Several combinations of tumor-targeted and immunotherapies are currently undergoing clinical evaluation. However, it is vital to determine the proper sequence, dosage and timing of the individual therapies in order to minimize toxicity and optimize efficacy as well as select appropriate endpoints to assess therapeutic efficacy.

The potential cumulative toxicity of these combination therapies is a major challenge. For instance, several clinical trials have been terminated on account of unpredicted hepatotoxicity[52]. While PD-1/PD-L1 blockade is associated with lower toxicity compared to anti-CTLA-4 monotherapy, it is unclear whether this will translate to combination therapies with other targeted agents[1-3]. The combination of MAPK inhibitors and immunotherapies also result in adverse effects that are typically assuaged once the treatment is withdrawn. Nevertheless, the potential toxicity of these combination treatments should be evaluated and monitored carefully during clinical trials.

In order to minimize unexpected toxicity due to novel targeted agents (e.g., CDK4, PI3K, MDM2, FGFR and c-MET inhibitors) and immunotherapeutic drugs (e.g., TIM-3, LAG-3, B7-H3, OX40/OX40L and ICOS/ICOSL inhibitors)[5,53], the proper sequence, schedule and duration of the treatment regimens should be determined. Considering the rapid clinical response to targeted drugs, they would likely be preferred for the initial regimen against advanced tumors. Preliminary data point to a narrow window of approximately 10–14 d post BRAF-targeted therapy for maximum T cell recruitment and activation. The beneficial effects of BRAF inhibitors on the melanoma TME, such as increased infiltration of T cells in the tumors and overexpression of melanocyte differentiation antigens, are short lived and disappear within 4 wk of treatment and may even exacerbate tumor progression[32,54]. Therefore, the immunomodulatory agent should be introduced early during the treatment to prevent relapse and disease progression. Nonetheless, these findings are extracted from limited data and need further validation in in vivo murine models and clinical trials.

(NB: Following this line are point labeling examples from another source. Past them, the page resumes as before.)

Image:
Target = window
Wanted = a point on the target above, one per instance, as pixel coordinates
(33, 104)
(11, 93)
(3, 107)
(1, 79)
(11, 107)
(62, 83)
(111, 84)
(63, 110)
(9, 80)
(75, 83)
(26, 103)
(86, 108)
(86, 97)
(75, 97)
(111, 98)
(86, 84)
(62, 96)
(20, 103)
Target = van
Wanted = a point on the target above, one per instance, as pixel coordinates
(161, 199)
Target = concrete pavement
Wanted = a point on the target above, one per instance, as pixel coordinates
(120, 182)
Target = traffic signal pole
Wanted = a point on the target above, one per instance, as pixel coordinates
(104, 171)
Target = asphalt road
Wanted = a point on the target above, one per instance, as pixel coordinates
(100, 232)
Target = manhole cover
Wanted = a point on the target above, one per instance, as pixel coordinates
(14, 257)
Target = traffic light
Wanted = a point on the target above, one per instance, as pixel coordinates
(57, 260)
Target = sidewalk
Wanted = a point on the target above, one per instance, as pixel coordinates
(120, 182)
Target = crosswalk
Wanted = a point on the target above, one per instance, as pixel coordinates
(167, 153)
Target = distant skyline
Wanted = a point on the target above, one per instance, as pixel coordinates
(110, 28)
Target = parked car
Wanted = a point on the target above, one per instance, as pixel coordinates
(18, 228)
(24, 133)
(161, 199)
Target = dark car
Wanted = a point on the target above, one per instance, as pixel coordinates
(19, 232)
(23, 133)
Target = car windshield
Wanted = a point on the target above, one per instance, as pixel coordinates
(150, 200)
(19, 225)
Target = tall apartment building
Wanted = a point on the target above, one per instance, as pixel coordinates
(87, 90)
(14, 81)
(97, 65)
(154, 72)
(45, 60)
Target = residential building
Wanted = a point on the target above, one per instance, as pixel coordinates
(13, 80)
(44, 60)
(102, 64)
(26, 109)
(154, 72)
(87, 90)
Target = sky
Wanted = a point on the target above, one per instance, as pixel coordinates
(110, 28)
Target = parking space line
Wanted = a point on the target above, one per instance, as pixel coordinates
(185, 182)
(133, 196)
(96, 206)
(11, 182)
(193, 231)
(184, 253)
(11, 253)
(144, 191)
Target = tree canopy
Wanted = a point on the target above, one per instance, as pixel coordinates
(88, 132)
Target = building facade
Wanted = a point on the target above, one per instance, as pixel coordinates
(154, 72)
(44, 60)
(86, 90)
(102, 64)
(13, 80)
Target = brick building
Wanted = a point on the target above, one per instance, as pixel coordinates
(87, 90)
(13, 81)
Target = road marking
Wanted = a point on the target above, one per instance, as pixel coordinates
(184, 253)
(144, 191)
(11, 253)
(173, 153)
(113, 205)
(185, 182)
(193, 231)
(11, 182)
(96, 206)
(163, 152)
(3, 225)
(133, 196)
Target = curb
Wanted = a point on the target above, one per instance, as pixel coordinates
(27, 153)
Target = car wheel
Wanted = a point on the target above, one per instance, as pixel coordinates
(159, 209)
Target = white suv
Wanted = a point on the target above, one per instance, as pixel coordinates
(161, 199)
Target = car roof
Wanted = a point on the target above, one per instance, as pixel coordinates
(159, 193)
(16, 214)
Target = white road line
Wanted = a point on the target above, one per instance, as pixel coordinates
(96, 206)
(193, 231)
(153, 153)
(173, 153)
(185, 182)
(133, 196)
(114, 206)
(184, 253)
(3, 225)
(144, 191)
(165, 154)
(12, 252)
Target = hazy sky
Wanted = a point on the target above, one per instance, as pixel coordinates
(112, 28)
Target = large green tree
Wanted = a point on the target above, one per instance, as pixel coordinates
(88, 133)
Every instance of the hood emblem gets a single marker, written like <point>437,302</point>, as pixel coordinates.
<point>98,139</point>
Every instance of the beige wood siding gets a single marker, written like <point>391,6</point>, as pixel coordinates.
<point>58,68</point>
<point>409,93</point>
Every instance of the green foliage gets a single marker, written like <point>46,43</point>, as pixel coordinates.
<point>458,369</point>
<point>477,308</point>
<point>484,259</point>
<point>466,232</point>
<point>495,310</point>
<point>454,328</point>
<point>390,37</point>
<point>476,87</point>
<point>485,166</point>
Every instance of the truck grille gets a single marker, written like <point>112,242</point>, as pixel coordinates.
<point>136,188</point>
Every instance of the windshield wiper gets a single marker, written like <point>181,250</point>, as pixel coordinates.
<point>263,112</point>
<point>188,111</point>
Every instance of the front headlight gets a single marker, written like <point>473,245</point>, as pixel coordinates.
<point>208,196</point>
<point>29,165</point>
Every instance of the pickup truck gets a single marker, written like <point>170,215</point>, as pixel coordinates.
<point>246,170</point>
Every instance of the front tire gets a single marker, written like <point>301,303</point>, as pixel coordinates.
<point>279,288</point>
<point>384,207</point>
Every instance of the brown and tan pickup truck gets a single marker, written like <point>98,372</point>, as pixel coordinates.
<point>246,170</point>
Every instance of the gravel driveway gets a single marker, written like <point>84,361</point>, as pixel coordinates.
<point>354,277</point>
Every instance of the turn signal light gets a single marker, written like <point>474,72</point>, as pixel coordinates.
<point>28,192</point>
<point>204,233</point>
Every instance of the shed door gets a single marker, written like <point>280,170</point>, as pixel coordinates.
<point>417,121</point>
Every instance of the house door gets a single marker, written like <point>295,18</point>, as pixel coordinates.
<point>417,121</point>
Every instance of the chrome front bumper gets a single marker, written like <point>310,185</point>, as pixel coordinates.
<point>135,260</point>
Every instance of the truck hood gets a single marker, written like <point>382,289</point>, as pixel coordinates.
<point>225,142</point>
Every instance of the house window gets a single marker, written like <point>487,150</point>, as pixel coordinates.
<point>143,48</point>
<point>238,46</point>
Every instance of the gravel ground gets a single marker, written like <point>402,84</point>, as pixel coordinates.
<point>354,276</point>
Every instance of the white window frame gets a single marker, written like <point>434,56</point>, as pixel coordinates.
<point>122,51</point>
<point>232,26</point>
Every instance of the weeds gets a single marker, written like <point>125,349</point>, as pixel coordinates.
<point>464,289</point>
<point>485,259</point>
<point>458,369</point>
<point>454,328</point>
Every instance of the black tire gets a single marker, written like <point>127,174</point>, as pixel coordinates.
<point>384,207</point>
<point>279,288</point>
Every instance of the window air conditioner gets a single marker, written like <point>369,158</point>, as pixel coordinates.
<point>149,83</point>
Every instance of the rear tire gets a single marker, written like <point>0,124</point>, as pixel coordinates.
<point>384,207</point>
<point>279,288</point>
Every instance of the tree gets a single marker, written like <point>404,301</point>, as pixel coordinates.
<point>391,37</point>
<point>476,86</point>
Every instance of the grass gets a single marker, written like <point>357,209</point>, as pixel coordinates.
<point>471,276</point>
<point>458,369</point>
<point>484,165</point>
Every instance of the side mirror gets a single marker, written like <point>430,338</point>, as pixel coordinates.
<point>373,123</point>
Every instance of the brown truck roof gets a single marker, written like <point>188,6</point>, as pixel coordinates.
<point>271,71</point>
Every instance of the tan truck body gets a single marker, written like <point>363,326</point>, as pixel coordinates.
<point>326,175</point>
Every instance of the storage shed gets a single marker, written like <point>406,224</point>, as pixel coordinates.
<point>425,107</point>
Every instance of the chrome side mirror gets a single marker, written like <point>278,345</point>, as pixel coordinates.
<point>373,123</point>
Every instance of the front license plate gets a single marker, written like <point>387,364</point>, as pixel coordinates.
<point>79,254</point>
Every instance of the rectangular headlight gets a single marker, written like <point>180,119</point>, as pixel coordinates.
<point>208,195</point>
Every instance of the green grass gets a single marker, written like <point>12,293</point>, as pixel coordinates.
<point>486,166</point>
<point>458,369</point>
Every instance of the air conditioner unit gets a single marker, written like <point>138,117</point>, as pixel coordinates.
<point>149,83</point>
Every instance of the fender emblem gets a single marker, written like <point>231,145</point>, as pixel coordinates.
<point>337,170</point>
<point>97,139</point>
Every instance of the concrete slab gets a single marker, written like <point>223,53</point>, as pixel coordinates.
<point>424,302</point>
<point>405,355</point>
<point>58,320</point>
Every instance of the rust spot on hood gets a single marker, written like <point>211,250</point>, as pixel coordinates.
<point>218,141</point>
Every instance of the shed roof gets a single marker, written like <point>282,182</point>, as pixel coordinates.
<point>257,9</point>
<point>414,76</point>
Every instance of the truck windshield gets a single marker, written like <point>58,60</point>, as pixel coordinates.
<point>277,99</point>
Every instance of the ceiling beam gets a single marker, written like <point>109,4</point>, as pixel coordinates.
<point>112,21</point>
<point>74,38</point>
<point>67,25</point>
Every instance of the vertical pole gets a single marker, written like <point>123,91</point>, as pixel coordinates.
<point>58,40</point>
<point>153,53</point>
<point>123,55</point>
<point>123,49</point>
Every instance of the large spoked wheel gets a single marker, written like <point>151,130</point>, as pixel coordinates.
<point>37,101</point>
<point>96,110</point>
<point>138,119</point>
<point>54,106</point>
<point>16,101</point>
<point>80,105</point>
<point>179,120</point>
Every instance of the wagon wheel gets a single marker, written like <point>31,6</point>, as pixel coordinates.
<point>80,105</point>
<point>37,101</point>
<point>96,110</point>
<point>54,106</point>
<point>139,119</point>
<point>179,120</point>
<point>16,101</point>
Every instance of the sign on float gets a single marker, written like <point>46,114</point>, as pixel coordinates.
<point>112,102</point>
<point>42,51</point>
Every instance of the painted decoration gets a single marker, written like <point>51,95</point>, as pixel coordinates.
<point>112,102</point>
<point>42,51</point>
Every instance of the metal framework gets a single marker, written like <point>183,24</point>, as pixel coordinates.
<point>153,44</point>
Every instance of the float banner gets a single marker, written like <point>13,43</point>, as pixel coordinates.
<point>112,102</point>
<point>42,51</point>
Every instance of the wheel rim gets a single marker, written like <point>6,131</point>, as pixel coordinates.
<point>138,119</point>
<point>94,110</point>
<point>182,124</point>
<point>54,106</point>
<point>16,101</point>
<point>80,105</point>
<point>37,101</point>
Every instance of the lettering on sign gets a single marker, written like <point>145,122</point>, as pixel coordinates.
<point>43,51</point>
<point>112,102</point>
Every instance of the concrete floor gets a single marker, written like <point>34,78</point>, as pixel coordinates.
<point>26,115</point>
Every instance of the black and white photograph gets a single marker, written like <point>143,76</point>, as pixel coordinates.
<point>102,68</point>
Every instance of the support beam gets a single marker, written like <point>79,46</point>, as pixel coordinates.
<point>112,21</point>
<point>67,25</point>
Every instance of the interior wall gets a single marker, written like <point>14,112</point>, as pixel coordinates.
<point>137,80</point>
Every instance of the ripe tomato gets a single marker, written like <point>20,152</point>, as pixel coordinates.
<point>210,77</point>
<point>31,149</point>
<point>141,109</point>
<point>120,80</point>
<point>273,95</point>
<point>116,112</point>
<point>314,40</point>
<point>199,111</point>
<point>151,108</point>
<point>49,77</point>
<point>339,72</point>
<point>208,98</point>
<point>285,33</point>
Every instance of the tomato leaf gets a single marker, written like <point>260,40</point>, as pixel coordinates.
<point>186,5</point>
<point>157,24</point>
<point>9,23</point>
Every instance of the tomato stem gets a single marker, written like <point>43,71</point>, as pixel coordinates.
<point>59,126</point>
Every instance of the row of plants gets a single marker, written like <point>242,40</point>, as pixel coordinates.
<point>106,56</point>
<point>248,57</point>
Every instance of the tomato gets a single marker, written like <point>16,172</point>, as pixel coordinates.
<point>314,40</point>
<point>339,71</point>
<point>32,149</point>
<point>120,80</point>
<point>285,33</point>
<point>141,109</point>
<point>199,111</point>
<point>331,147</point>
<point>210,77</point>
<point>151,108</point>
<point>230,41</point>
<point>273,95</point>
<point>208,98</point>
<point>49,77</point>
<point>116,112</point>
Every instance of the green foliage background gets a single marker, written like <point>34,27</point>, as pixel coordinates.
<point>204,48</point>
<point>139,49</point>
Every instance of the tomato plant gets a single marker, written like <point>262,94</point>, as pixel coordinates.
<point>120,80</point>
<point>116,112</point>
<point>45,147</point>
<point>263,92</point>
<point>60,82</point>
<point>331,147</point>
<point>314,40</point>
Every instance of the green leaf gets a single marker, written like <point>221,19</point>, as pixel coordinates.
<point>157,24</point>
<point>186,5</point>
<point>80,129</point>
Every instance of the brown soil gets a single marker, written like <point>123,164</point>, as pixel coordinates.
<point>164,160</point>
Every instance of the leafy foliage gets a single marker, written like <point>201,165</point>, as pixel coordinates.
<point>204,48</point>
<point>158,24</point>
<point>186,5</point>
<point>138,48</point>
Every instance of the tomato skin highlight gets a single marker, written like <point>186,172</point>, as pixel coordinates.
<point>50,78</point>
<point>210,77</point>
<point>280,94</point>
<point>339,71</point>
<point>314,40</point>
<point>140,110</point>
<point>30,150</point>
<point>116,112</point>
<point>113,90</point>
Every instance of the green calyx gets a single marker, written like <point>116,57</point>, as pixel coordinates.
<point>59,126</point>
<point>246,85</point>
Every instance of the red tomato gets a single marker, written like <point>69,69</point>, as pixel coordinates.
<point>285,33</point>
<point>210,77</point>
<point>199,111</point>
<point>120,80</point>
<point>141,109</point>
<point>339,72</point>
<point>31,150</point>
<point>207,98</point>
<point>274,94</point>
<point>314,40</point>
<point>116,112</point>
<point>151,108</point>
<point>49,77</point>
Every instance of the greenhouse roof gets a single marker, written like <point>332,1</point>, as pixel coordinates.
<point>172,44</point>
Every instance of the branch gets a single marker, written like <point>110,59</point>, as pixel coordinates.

The mTOR inhibitors can have a dual effect on immune cells, depending on their dosage and treatment duration. For example, rapamycin promotes anti-tumor immune response when administered at low doses after immunization, T cell receptor stimulation or under homeostatic conditions[55], whereas high-doses given prior to the vaccine may expand the immunosuppressive Treg cell population[56]. In addition, a 6 wk regimen of everolimus before influenza immunization is clinically tolerable and can enhance immune response by decreasing the percentage of PD-1-expressing peripheral CD4+ and CD8+ T cells[57]. Thus, short-term administration of low dose mTOR inhibitor is potentially immunostimulatory. Since anti-tumor immunity is affected by prepriming of T cells, the metabolic state of Treg cells and the TME[55,56], the combination of low-dose mTOR inhibition with ICIs warrants further investigation.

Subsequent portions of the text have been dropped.